So I've only been a real developer again for a mon...
# devlog-together
j
So I've only been a real developer again for a month, but holy cow. I would have thought keeping your data persistence layer in sync with your code would be easier than this, by now. Irritating.
s
someone once told me that all bugs are caused by memory being in a state that the programmers did not expect... not sure if this is profound, or useless, but still to this day, thinking about it boggles my mind
j
Programming would be a LOT easier if computers didn't need to remember anything when they were turned off, I've decided. 😁
These are the deep insights people come to FoC for. You're welcome, everyone.
s
"thought keeping your data persistence layer in sync with your code would be easier than this" Yes, exactly! I think if you took a close look at any large project with a UI, you find most of the time and spent writing the code (and perhaps most of the code itself) is dealing with synchronization between the storage, the model, the user interface, as well as syncing different parts of each of those layers with themselves, yet this problem is largely ignored and when it is addressed, it's only on a subset of the problem.
d
I wonder why, exactly, this is such a (ahem) persistent problem?

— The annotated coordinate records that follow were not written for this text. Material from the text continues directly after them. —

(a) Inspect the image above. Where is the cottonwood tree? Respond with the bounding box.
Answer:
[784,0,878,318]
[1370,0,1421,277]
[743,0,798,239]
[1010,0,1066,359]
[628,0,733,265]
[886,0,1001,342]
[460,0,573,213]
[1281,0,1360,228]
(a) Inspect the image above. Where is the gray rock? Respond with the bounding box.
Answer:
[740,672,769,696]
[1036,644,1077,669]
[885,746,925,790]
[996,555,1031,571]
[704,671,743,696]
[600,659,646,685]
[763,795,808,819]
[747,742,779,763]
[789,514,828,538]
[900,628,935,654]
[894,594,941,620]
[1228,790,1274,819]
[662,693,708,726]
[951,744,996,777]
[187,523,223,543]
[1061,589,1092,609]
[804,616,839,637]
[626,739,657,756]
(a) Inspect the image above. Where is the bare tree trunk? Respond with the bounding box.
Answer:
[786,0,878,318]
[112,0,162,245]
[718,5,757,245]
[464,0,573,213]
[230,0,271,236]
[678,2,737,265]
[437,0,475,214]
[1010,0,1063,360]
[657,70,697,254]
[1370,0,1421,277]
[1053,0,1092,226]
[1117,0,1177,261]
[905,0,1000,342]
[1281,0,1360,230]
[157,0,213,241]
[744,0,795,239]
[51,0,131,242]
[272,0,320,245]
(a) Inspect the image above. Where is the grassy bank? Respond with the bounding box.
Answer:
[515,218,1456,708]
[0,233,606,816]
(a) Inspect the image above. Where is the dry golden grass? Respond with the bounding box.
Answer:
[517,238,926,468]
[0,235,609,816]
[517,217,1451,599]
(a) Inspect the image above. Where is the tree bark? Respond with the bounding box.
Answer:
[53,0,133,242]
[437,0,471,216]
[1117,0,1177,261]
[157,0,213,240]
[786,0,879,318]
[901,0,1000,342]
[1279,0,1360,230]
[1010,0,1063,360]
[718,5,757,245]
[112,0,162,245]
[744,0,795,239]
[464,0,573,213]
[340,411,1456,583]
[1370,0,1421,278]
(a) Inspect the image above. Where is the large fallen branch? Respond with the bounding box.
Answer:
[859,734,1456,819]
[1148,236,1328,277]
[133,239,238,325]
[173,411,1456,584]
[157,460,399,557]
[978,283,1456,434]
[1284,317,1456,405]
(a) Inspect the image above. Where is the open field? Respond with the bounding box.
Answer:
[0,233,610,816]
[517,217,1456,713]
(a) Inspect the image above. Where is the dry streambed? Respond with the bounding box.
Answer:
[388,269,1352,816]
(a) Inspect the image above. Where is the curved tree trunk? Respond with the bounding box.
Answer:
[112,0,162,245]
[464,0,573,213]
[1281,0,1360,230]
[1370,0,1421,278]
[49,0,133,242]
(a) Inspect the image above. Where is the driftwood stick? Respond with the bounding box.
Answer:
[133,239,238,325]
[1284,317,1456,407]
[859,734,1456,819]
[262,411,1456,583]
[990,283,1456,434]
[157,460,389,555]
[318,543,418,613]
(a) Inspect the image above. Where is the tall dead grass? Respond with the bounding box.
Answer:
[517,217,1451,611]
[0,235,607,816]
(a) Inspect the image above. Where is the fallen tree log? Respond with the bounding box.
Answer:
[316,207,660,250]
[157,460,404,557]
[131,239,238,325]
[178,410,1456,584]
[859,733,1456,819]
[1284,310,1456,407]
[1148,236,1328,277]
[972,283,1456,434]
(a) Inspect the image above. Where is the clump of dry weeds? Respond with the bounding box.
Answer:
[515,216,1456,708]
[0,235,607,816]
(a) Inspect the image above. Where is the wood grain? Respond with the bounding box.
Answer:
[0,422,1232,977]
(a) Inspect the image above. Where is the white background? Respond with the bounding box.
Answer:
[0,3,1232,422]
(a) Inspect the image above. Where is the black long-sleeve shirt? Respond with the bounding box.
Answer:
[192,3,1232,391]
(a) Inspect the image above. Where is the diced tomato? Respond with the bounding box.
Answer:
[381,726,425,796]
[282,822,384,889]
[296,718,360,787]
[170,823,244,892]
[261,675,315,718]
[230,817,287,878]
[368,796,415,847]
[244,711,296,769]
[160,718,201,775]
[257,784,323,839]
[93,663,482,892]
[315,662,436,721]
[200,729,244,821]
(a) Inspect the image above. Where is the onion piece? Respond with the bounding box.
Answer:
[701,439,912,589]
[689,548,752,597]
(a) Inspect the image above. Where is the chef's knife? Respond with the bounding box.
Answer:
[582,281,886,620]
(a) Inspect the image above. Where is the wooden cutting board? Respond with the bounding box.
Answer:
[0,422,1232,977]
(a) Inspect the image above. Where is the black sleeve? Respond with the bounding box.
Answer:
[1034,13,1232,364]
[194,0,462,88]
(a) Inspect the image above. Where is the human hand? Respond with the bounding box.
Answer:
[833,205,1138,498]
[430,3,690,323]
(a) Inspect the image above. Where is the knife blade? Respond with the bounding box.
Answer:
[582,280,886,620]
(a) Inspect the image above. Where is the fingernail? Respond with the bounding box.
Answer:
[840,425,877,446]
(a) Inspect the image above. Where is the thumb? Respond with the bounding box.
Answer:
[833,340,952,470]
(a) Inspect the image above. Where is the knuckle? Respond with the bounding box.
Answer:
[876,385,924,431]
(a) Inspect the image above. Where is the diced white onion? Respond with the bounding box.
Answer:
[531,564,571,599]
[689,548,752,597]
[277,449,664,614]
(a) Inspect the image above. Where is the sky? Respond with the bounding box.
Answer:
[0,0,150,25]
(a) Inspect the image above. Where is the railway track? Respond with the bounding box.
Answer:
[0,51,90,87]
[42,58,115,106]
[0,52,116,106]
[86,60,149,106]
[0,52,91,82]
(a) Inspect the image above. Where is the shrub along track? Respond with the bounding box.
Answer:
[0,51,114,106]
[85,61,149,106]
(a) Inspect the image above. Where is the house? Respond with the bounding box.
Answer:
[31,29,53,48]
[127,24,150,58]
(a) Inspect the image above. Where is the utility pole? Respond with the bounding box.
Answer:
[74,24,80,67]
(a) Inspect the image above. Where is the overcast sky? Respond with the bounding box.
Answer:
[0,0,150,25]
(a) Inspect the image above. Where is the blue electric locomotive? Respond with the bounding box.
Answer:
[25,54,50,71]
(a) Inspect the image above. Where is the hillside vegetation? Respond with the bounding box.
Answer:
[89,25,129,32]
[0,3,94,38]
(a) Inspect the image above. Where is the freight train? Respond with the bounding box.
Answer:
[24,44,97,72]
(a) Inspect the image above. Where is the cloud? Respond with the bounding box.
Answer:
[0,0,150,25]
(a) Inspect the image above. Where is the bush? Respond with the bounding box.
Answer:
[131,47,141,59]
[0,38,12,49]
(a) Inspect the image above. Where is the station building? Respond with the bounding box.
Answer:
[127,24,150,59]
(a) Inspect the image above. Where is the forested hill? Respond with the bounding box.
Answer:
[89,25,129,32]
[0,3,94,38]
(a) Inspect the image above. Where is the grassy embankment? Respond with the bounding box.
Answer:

I can only speak for myself, but I wonder if it is because most of the solutions tend to require buying in to a "whole stack"? Meteor (an early web-dev framework) tried to fix this, I think, but they sure didn't reach a huge mindshare. I suspect because one had to use Node and MongoDB? Still, it doesn't seem like it should be such an intractable problem. Are there other attempted solutions out there in other platforms?
s
@David Alan Hjelle Yeah, I think a big part of it is that there are so many pieces that need to come together. For example, transparent persistence at the model level, efficient mutation tracking for model objects and primitives, abstractions around slots to manage all the data related to storage and synchronization, an object/graph database with on disk garbage collection, storage transactions to ensure consistency, coalesced Notifications and scheduled actions, wrappers around all events so synchronization can be managed before returning to the event loop (and which deals with quirks of the event system like Javascript having some events within others), a standard UI framework that supports the protocol, etc. These things can't just be mixed and matched. e.g. using some UI framework components that don't have the proper wrapping of events and model protocols could break synchronization.